Petit à petit le niveau sémite montait dans Outremont. Après les appartements, ce seraient les boutiques. Puis les échoppes et les petits ateliers. Plus tard les boucheries afficheraient l’étoile à six branches : Finkelstein’s Kosher Meat Market.

Et dès lors, les familles canadiennes françaises, anglaises ou écossaises ne songeraient qu’à fuir ces rues dont les trottoirs ne seraient plus assez larges pour trois voiturettes de front poussées par des femmes crépues ; pour les hommes discutant de Sionisme et des cours du coton ; pour les jeunes gens habillés à la dernière mode de Hollywood ; et pour les enfants beaux comme des Jésus. Tout cela grouillant de vie, les épaules voûtées par l’habitude de l’injure mais les yeux clairs d’espoir et de volonté.

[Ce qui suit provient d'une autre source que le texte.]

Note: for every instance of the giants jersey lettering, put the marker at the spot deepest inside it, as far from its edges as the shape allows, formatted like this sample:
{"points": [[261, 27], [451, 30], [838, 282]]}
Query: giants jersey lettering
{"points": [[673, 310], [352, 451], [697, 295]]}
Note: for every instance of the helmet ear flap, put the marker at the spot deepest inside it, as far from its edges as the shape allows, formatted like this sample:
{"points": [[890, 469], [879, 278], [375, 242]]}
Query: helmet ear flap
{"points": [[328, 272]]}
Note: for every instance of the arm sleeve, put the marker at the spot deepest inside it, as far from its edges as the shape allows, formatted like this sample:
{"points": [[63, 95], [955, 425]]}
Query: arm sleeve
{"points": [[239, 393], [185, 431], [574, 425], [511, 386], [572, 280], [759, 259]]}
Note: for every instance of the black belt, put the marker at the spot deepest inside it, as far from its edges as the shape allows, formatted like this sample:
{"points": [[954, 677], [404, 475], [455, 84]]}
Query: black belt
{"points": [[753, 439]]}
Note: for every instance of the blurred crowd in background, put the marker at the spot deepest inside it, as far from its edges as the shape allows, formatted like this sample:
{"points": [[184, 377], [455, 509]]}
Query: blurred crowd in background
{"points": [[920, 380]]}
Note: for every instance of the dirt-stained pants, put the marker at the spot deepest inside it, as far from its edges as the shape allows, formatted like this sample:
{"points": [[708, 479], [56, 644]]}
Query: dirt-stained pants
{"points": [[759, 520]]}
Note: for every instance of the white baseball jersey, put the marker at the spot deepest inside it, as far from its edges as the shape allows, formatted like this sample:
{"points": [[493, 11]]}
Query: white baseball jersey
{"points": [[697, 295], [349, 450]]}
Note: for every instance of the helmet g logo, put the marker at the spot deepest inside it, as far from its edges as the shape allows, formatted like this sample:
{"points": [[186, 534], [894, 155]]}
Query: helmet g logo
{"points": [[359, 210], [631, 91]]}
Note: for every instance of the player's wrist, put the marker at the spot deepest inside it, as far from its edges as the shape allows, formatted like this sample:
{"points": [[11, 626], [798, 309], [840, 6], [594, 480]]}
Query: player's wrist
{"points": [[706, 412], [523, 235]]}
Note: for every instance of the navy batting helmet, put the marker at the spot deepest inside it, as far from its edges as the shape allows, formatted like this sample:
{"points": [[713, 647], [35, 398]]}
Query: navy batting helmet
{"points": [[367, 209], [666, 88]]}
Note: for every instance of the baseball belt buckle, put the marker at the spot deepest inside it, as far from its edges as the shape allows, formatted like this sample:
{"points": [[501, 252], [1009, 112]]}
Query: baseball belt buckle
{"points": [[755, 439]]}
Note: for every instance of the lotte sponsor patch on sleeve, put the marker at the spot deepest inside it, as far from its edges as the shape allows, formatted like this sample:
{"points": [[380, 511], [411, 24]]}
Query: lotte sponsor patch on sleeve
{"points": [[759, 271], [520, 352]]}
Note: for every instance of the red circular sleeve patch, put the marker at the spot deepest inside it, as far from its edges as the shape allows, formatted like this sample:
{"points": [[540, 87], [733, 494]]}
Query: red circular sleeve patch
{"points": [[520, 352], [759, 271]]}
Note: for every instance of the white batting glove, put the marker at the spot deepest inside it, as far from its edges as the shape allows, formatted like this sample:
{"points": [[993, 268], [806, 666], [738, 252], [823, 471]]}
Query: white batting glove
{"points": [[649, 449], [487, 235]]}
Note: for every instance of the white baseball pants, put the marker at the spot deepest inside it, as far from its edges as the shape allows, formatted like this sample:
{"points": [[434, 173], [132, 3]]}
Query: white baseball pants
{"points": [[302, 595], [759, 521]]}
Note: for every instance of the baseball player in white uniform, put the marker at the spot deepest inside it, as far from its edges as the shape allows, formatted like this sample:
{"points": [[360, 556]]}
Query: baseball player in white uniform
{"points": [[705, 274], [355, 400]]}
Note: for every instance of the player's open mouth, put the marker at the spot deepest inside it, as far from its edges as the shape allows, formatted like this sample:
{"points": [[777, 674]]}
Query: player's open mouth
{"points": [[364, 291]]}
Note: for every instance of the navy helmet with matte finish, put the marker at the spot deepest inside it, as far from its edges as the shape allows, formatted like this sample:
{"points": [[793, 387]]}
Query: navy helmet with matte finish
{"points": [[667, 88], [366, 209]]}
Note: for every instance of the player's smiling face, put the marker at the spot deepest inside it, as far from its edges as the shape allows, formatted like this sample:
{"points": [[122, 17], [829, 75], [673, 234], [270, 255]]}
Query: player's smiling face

Puis, plus tard, les fils des bourgeois chrétiens partis, les fils des bourgeois juifs ne voudraient plus habiter ces mêmes rues. Ils les abandonneraient à leurs coreligionnaires en lévite, aux élèves rabbins et aux commissionnaires qui passent dans les rues portant à brassées les pardessus neufs et les renards argentés. Éternellement nomades, ils continueraient à chercher une terre promise dans les lieux où les Philistins les auraient précédés.

Chênevert descendait la rue Clarke ; aucune boutique qui montrât une affiche française ; aucune échoppe où l’on vit quelque visage d’Écossais ou même d’Italien. À peine ici et là quelques Polonaises blondes et trapues. Ou des Roumains à moustaches.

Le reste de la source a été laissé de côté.